El testimonio procura reflejar cómo la explosión alcanzó de manera letal a tantas personas en situaciones y en lugares distintos: el que pasaba por la puerta, el que estaba a media cuadra, el que vivía enfrente, en la esquina, los que estaban circunstancialmente en el edificio y los que trabajaban allí.
“Creo que la pelota de Sebastián es el objeto que más conmueve porque era un nene de cinco años. Y la abolladura en la pelota funciona como una analogía del daño”, observa Porter sobre esos objetos que sobrevivieron a quienes los poseían. Que fueron primero evidencias, luego vestigios, y retornaron a sus familiares “como reliquias”. Encontrar ese modo poético de evocar a las víctimas le llevó años, durante los cuales asistió a actos y repasó expedientes. “En ese tiempo, como quien remueve escombros -relata en Los días nublados (Ediciones Asunción, 2023)-, fui descartando todo lo que sentí que sobraba”.
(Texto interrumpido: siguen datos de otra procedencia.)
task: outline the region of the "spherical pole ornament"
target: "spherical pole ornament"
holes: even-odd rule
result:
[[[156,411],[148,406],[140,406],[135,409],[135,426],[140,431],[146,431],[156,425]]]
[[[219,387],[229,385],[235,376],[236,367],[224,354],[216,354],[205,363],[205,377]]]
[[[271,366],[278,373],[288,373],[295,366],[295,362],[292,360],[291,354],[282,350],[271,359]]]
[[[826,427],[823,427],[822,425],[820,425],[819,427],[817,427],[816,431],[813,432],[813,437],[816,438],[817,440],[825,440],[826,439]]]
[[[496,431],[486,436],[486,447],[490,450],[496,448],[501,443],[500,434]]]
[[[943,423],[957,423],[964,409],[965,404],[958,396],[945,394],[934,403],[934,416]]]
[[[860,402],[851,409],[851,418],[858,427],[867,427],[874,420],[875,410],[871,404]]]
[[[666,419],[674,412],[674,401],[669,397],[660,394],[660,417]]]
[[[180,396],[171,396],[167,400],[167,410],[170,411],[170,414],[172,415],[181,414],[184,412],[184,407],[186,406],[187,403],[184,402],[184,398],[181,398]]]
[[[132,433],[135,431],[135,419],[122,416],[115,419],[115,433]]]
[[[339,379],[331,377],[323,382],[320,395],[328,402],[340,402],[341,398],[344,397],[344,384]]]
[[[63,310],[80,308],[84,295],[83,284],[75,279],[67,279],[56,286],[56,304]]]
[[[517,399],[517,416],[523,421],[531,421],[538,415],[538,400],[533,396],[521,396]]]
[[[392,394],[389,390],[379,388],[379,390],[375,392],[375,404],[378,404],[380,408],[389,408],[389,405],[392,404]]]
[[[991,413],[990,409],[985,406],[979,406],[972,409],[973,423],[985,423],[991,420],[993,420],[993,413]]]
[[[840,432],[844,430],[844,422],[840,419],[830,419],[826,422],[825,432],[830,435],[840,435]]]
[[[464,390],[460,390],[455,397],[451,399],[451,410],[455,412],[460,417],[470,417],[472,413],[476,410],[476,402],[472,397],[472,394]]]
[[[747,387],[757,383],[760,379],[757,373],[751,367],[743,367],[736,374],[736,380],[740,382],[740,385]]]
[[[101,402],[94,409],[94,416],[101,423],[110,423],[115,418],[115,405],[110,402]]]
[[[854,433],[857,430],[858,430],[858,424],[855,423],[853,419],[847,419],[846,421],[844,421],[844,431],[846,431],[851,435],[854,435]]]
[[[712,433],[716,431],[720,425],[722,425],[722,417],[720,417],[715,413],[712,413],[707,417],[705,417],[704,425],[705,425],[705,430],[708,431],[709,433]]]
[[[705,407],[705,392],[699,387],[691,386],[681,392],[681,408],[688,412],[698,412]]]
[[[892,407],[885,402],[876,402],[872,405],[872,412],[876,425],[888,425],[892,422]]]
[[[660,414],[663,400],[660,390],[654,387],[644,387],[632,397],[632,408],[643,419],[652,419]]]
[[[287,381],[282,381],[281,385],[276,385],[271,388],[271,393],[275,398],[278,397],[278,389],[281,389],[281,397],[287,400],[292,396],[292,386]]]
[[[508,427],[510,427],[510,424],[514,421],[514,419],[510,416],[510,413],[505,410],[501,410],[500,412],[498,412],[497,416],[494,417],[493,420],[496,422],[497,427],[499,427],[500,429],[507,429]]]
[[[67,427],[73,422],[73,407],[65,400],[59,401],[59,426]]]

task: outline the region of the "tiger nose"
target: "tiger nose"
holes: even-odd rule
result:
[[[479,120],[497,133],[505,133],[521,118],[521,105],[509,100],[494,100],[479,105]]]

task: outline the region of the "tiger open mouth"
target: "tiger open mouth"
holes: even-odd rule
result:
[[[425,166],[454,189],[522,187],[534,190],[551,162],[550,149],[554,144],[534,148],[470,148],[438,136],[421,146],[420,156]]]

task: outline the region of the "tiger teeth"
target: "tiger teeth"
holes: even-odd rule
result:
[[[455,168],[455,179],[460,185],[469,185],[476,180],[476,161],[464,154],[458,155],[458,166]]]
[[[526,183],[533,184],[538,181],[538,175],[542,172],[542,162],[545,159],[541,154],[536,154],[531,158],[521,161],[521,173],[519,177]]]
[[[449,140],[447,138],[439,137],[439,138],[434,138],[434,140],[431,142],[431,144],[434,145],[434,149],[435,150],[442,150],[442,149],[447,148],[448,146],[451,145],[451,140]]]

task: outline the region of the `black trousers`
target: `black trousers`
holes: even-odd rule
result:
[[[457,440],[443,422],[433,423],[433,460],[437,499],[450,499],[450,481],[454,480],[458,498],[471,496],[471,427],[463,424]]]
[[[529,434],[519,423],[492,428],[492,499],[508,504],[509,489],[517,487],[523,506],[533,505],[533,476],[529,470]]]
En el principio, todo fue caos. Aquella mañana de 1994, Porter se encontraba en camino a una nota sobre moda que debía cubrir para el diario Clarín en la zona norte de Buenos Aires. Desde la redacción le pidieron por radio, en una época en que no existían los celulares, que cambiara de rumbo: tenía que dirigirse a una zona que conocía muy bien, ya que de chico solía frecuentar con su abuelo el edificio de la AMIA. Y en los últimos años, había buscado en la biblioteca que se alojaba allí indicios sobre la llegada de su familia a la Argentina.
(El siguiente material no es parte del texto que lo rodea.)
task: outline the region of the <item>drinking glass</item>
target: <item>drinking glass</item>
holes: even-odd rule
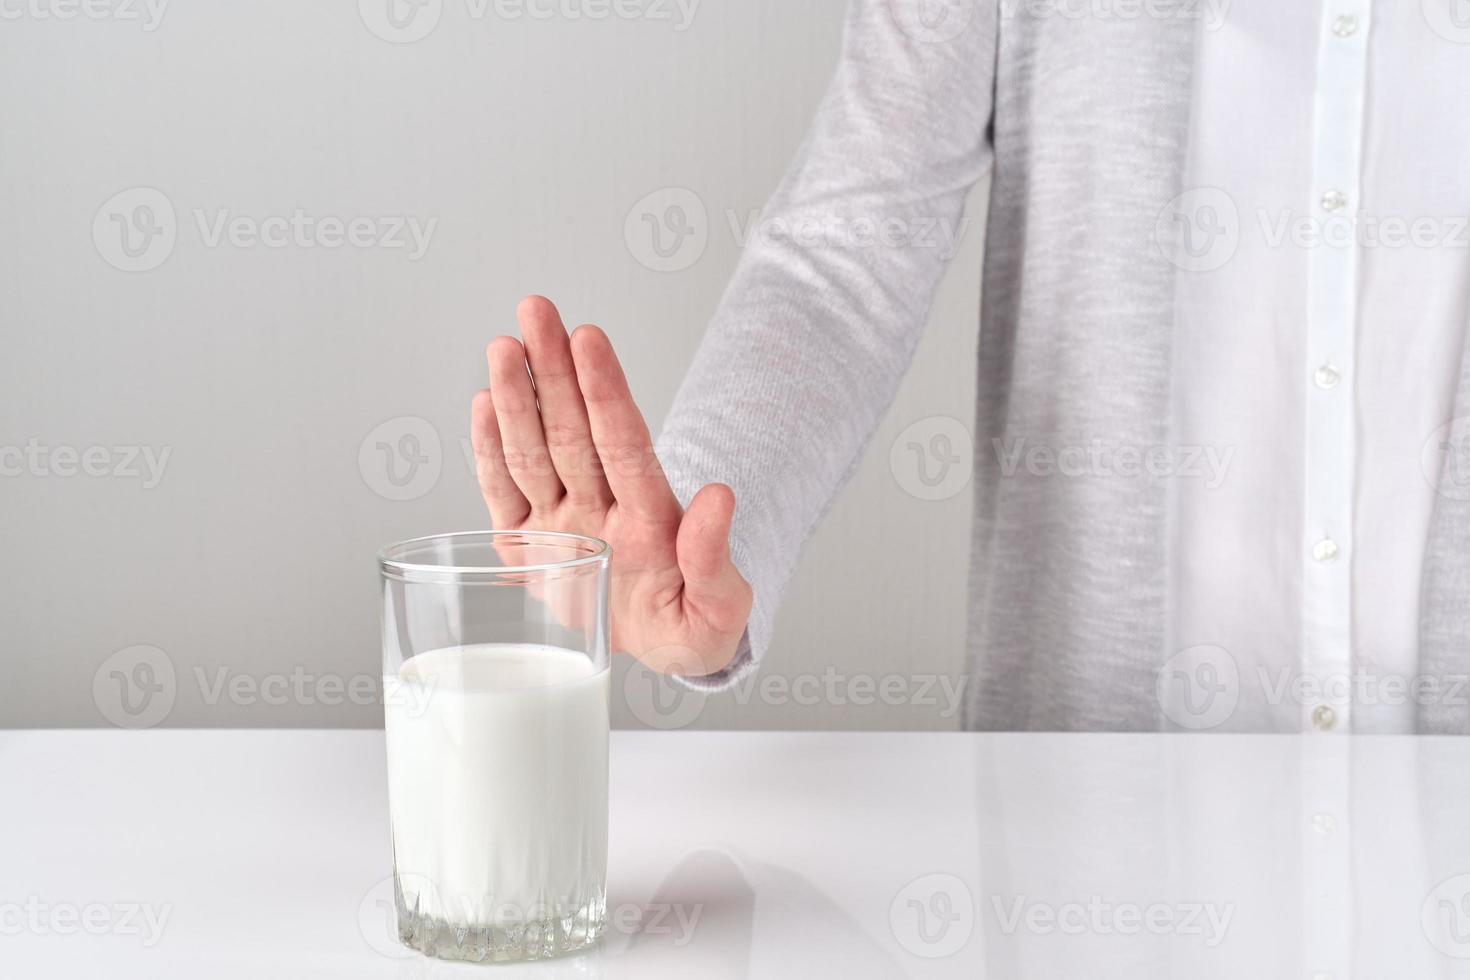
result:
[[[398,936],[444,959],[540,959],[607,906],[608,557],[477,531],[379,554]]]

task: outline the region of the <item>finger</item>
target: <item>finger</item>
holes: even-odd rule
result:
[[[490,362],[490,398],[500,423],[505,464],[533,510],[561,500],[562,485],[546,451],[536,393],[526,373],[526,351],[514,337],[496,337],[485,351]]]
[[[506,469],[500,425],[488,388],[481,389],[470,403],[470,445],[475,450],[475,474],[480,478],[485,506],[490,508],[491,526],[515,527],[526,519],[531,505]]]
[[[677,521],[679,501],[653,454],[648,425],[607,335],[587,324],[572,334],[571,347],[592,443],[618,506],[646,521]]]
[[[561,314],[545,297],[528,296],[516,308],[516,319],[541,407],[541,431],[552,465],[566,488],[567,501],[576,507],[606,508],[612,503],[612,490],[592,448],[587,404],[582,400],[582,389],[577,387],[572,345]]]
[[[734,491],[711,483],[689,501],[675,541],[685,601],[723,633],[738,632],[750,617],[750,586],[730,560],[734,517]]]

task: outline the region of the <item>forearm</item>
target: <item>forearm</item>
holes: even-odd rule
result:
[[[731,546],[769,643],[801,547],[912,358],[989,165],[993,18],[916,40],[888,5],[849,14],[837,76],[751,230],[659,443],[681,500],[735,490]],[[734,665],[747,665],[747,654]]]

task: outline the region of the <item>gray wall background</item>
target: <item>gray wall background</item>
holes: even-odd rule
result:
[[[387,3],[106,0],[0,25],[0,725],[379,724],[352,693],[379,673],[373,555],[486,525],[464,448],[485,343],[550,295],[608,330],[657,424],[843,13],[427,0],[395,27]],[[707,244],[661,272],[636,231],[671,187]],[[620,663],[619,724],[956,726],[933,679],[962,670],[969,495],[962,472],[920,499],[908,444],[969,427],[983,192],[786,596],[777,680],[670,702]],[[326,224],[298,241],[266,220],[298,209]],[[399,219],[434,222],[421,255]],[[414,474],[395,485],[378,443],[413,439],[425,461],[394,460]],[[115,674],[158,696],[119,715]],[[861,680],[889,676],[896,703]]]

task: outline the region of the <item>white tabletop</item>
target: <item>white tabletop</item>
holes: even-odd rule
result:
[[[1470,975],[1467,763],[1470,740],[620,732],[606,940],[467,966],[390,938],[381,732],[0,732],[0,976]]]

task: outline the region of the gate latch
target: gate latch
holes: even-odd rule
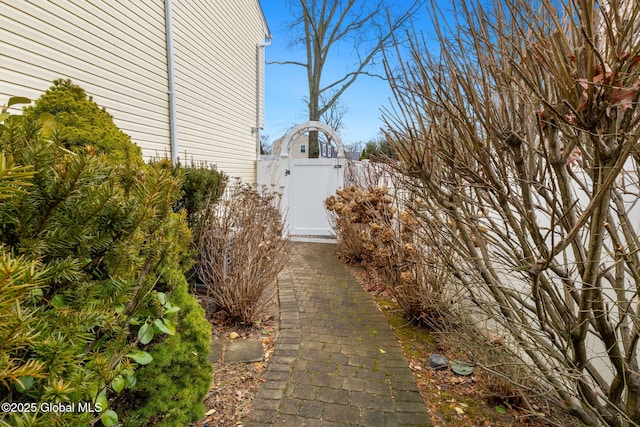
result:
[[[334,169],[340,169],[342,167],[342,165],[333,165]]]
[[[289,176],[289,175],[291,175],[291,171],[289,169],[285,169],[284,176]]]

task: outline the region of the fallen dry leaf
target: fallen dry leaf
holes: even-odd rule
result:
[[[489,339],[495,345],[502,345],[502,341],[504,341],[505,335],[496,335],[493,332],[489,331]]]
Esto fue lo que encontró ese día: “Crucé la calle pisando sobre una alfombra de vidrios. Absolutamente todas las vidrieras y las ventanas de los edificios estaban destrozadas. Igual que las puertas, algunas de hierro, arrancadas de sus marcos, esparcidas y mezcladas con pedazos de mampostería. Los autos, destruidos y desorientados, como en un desarmadero, despedían un fuerte olor a caucho quemado. Una mujer descalza y ensangrentada, sentada sobre el cordón de la vereda, amamantaba a un bebé. A su alrededor, desparramados por el piso, entre las piedras y cubiertos de polvo, zapatos, carteras, agendas, anteojos”.
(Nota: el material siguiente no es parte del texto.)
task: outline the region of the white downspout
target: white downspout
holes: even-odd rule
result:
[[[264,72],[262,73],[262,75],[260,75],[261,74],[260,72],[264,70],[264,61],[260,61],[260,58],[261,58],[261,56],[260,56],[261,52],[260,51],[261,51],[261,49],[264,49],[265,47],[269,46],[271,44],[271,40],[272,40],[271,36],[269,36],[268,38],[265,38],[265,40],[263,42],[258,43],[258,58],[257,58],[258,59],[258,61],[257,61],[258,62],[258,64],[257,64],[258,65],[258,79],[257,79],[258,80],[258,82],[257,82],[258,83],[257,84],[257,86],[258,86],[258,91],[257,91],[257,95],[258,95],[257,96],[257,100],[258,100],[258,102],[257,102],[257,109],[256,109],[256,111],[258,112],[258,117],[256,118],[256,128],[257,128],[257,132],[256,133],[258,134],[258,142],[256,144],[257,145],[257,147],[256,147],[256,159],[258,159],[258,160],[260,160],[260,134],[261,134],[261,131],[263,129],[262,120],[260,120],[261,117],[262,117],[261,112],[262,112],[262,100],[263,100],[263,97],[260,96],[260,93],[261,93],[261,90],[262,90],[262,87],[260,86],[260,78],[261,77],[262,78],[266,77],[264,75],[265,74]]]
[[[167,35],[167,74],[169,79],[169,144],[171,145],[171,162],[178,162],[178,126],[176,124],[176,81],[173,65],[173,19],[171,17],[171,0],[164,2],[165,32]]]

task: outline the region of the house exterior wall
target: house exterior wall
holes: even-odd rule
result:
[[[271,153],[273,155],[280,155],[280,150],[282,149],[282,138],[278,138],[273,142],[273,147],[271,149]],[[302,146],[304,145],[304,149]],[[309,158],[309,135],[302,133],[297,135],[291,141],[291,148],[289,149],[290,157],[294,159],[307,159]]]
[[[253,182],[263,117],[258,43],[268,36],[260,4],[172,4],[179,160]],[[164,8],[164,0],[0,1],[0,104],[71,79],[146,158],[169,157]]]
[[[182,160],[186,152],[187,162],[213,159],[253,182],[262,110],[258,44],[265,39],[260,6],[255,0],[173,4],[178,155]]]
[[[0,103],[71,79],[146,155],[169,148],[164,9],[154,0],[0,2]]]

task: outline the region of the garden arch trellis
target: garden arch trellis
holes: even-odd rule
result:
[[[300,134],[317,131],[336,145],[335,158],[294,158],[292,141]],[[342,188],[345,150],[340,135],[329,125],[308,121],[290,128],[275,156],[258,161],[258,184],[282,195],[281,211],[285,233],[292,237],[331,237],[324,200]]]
En medio de la gente que gritaba y caminaba sobre los escombros, del sonido de las sirenas de las ambulancias y de los patrulleros, se abocó a la tarea que le habían encomendado. “No sé en qué momento supe que lo que había explotado era la AMIA. Tampoco sé en qué momento se empezó a hablar de un atentado. No recuerdo cuándo comencé a hacer fotos ni mucho menos qué fotos hice”, relata en el citado libro, donde explica que con el tiempo se fue enterando de la muerte de personas que conocía.
“Reconozco también en la imposibilidad de recordar –agrega- el origen del trabajo que terminé materializando años después, La ausencia. Es que trabajar sobre lo que nos atraviesa, lo que nos obsesiona, nos acerca a la posibilidad de tolerarlo y en el mejor de los casos, aceptarlo”.